Cowboys And Nazis
- Face to Face review by Count Otto Black
One of the things people often forget about spaghetti westerns is how political they were. For some reason a disproportionate number of the directors of these films were extreme left-wingers who tried to include their ideology in their movies, with mixed results. It's perfectly natural for characters in a movie set during the Mexican revolution to be anti-capitalist, but the director must never forget that 99% of the audience paid to watch an impossibly lethal gunfighter shoot the rest of the cast to smithereens, not listen to speeches about politics of any kind.
Sergio Sollima (there were also a disproportionate number of spaghetti western directors called Sergio) doesn't quite pull off the required balancing act in this over-preachy parable about a mild-mannered history professor with TB who goes west in the hope that a drier climate will improve his health, gets mixed up with outlaws, and discovers the joys of doing, for the first time in his sheltered life, what a man's gotta do. Unfortunately he gets a wee bit carried away and turns into Hitler.

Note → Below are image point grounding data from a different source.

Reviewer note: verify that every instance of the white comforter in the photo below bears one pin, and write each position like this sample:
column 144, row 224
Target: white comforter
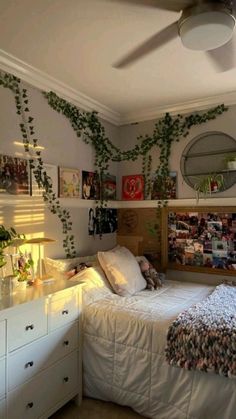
column 124, row 360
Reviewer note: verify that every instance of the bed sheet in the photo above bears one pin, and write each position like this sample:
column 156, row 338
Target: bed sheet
column 124, row 359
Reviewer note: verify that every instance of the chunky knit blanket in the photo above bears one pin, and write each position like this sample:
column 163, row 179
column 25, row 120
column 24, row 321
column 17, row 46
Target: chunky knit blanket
column 204, row 336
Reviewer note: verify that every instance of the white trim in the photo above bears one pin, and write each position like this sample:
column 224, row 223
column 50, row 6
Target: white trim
column 43, row 81
column 184, row 107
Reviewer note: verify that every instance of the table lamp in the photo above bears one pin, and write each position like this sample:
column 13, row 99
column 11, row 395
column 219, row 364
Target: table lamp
column 40, row 241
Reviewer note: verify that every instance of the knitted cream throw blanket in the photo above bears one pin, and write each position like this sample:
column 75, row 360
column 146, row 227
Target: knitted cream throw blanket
column 204, row 336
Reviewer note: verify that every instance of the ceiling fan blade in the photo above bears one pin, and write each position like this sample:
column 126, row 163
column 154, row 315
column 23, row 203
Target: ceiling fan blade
column 224, row 57
column 174, row 5
column 156, row 41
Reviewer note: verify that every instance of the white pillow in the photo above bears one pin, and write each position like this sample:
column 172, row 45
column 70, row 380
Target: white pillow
column 122, row 270
column 57, row 268
column 95, row 284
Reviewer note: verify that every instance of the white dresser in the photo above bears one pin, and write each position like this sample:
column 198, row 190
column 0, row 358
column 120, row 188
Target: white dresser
column 40, row 350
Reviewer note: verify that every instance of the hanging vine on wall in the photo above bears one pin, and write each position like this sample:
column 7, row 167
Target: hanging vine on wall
column 36, row 165
column 168, row 130
column 87, row 126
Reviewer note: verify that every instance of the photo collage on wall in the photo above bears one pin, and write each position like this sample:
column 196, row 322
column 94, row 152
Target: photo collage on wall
column 102, row 221
column 202, row 239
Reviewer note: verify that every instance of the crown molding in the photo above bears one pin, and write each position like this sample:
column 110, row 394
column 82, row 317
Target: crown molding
column 183, row 107
column 44, row 81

Gian Maria Volontè, best known for playing Clint Eastwood's deadliest adversaries in both the "Dollars" movies, dominates the film as Professor Fletcher, and though he does overact at times, he's a good enough actor to bring a bit of depth to his part, unlike his co-star Tomas Milian, best known for starring in the infamous "Django Kill!". Milian is adequate when it comes to looking mean and ornery, but it's hard to see why so many other characters find him irresistibly charismatic. And what's with that haircut? He looks like the bassist from Spinal Tap! It doesn't help that his character is called Beauregard. Or indeed that his girlfriend is a dead ringer for the young David Bowie. He'd be fine in a more typically daft spaghetti western where all the hero wants is revenge or some gold or something and there are usually acrobats involved for no reason at all, but in a movie this serious he seems a bit lost.
It's also plotted in an oddly lopsided way, as if it was meant to be significantly longer but the money ran out and they had to cut a lot of scenes towards the end. Professor Fletcher's rise from total obscurity to being the most wanted and feared outlaw in the west seems to happen overnight, on the strength of precisely one robbery that wasn't what you could honestly call an unqualified success. And how exactly does Beauregard get out of jail? There's certainly one event which would have been the dramatic high point of the entire movie if we'd actually seen it, but it would also have been very expensive to film, which is no doubt why it happens offscreen, considerably diluting the power of the message the director is trying so hard to put across.
As the story of a doomed friendship between two very different men who learn both good and bad life lessons from each other it works fairly well, but the professor's transformation from a kindly, mild-mannered wimp into a murderous psychopathic rapist who thinks he's Professor Moriarty mashed up with Alexander the Great is a bit much to swallow. "A Bullet For The General", made the previous year and also starring Gian Maria Volontè, is a very similar film indeed, but it does a much better job of not letting its serious political point get in the way of the story, and when it promises you a battle, it jolly well gives you one! Whereas this is an ambitious, well-meaning, and peculiarly disjointed film that doesn't quite hit its marks. It has a bit of a cult reputation, but I suspect that most of its fans are applauding its trendy politics rather than its middling quality as a western.